There was no positive control study conducted concurrently. However, the reliability of the test system was confirmed by the most recent positive control assay (Hexyl cinnamic aldehyde; 19-25th July 2006 (Study No.: GM8020; Table 2).

In vivo (LLNA)

Resultsopen allclose all

Any other information on results incl. tables

Table 2:Skin sensitisation potenital of the positive control substance (Hexyl cinnamic aldehyde)

[study run within a six month interval (19-25th July 2006; Study No.: GM8020)]

Concentration of hexylcinnamaldehyde (% w/v)	Number or lymph nodes assayed	Disintegrations per minute (dpm)	dpm per lymph node	Test: control ration (SI)
0 (vehicle only)	8	5939	742	N/A
5	8	10111	1264	1.7
10	8	13747	1718	2.3
25	8	38015	4752	6.4

Vehicle: Acetone in olive oil (4:1)

Applicant's summary and conclusion

Interpretation of results:

sensitising

Conclusions:

The test substance, I-carvone in 1:3 ethanol/diethylphthlate is a skin sensitiser under the conditions of the test with an EC3 value of 10.7% (2675 μg/cm2).

Executive summary:

In a dermal sensitization study (GM8030-REG) with L-carvone (in 1:3 ethanol/diethylphthlate), young adult CBA/Ca/Ola/Hsd mice (4 females) were tested in the Local Lymph Node Assay. The reliability of the test system was confirmed by the most recent positive control assay (Hexyl cinnamic aldehyde; July 2006; Study number: GM8020).
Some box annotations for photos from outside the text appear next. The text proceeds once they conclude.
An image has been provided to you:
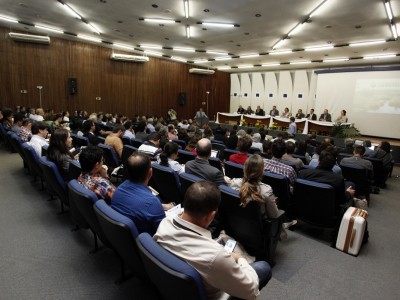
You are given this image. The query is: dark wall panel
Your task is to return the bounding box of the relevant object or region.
[0,27,230,119]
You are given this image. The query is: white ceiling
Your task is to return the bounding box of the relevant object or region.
[0,0,400,72]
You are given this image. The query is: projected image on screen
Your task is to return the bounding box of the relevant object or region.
[353,78,400,114]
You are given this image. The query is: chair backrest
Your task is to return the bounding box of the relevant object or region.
[152,162,183,203]
[138,233,207,300]
[94,200,145,276]
[121,136,132,146]
[39,156,69,205]
[172,140,186,149]
[131,139,143,148]
[293,179,337,228]
[179,173,204,199]
[68,179,89,229]
[208,157,222,172]
[98,143,120,169]
[68,180,110,247]
[262,172,291,214]
[225,161,244,178]
[68,160,82,179]
[178,150,196,165]
[340,162,370,199]
[224,148,239,161]
[121,145,138,164]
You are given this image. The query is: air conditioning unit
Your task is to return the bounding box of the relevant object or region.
[189,68,215,75]
[8,32,50,45]
[110,53,149,62]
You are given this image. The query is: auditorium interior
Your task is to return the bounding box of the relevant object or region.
[0,0,400,300]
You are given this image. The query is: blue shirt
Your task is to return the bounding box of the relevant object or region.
[111,180,165,235]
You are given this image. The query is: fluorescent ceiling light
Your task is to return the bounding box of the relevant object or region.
[86,23,100,34]
[289,60,311,65]
[308,0,329,18]
[268,49,293,55]
[349,40,386,47]
[239,54,260,58]
[288,23,304,36]
[201,22,235,28]
[385,1,393,21]
[140,45,162,49]
[322,57,349,62]
[143,19,175,24]
[390,24,398,40]
[171,56,187,62]
[77,34,101,43]
[172,47,196,52]
[183,0,189,19]
[206,50,228,55]
[304,45,333,51]
[113,43,133,50]
[261,63,281,67]
[0,16,18,23]
[59,1,82,20]
[186,25,190,39]
[214,56,232,61]
[35,25,64,33]
[363,54,397,59]
[144,50,163,56]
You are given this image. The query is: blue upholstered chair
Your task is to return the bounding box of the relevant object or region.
[94,200,145,283]
[218,185,283,265]
[293,179,338,228]
[178,150,196,165]
[152,163,183,203]
[39,156,69,213]
[68,180,111,253]
[225,161,244,178]
[138,233,207,300]
[179,173,204,198]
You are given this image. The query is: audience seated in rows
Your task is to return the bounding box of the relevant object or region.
[78,145,115,204]
[158,142,185,174]
[229,135,253,165]
[185,139,226,185]
[111,152,173,235]
[154,181,271,299]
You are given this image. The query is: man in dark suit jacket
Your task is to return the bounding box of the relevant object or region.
[185,139,226,185]
[306,108,317,121]
[319,109,332,122]
[298,149,355,212]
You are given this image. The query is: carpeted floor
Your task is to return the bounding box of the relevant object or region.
[0,147,400,300]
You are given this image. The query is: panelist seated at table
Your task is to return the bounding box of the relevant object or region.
[237,105,246,114]
[319,109,332,122]
[296,108,305,119]
[306,108,317,121]
[335,109,348,124]
[269,105,279,117]
[281,107,292,118]
[245,105,254,115]
[255,105,265,116]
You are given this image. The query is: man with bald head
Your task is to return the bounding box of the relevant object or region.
[185,139,226,185]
Treament with L-carvone at 2.5, 5, 10, 25 and 50% w/v in 1:3 ethanol/diethylphthlate resulted in resulted in stimulation indices of 1, 1.5, 2.9, 5, and 5.7 respectively. The EC3 value giving rise to a 3 fold increase in lymphocyte proliferation was calculated to be 10.7% (2675 μg/cm2).

In this study, L-carvone is a dermal sensitizer.